# Friedrichsdorf/Taunus - Suche Trails



## flip_4 (3. April 2014)

Bin seit kurzen nach Friedrichsdorf gezogen und kenne mich hier in der Gegend noch nicht aus.
Letztes We bin ich im Taunus (Richtung Wehrheim) unterwegs gewesen, bin aber leider nur Waldautobahn gefahren, da ich überhaubt keine Trails gefunden habe.

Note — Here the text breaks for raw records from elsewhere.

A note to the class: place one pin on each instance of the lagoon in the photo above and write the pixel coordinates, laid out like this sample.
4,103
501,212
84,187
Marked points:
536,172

Würde gerne mich mal bei jemanden mit anhängen, da ich mich hier überhaubt nicht auskenne. Am besten wären Enduro-Touren aber auch gerne Downhill Abfahrten, falls es sowas hier gibt. 
Unter der Woche Abends ab 5-6 oder am Wochende wäre am besten.


----------



## Asrael (4. April 2014)

Servus!
Ich arbeite in Friedrichsdorf Burgholzhausen, vielleicht können wir unter der Woche mal was starten. 
Ansonsten schau mal hier http://www.mtb-news.de/forum/t/mountainbike-wochenende-taunus.644125/


----------



## MTB-News.de




----------



## Speedskater (9. April 2014)

Moin Moin,

wenn wir in den Taunus radeln, fahre ich normalerweise durch Friedrichsdorf/Burgholzhausen, da könnten wir dich einsammeln und mitnehmen.
Eine Kurze DH-Strecke gibts hier: N50 16,146 E8 37,880 Richtung Süden.

Gruß
Armin


----------



## mishis (10. April 2014)

HI, ich werde am Samstag Morgen in Seulberg starten und, wenn du willst, können wir ein sehr Traillastige Runde durch den Taunus machen. Alle anderen, die Lust und Zeit haben können natürlich auch mit.
Achtung, bin Hardtail Fahrer und manchmal Bergab nicht ganz so flott. Aber um lustig miteinander auf Tour zu gehen immer bereit. Ich kenne mich auch recht gut hier aus.

Gruß Michael


----------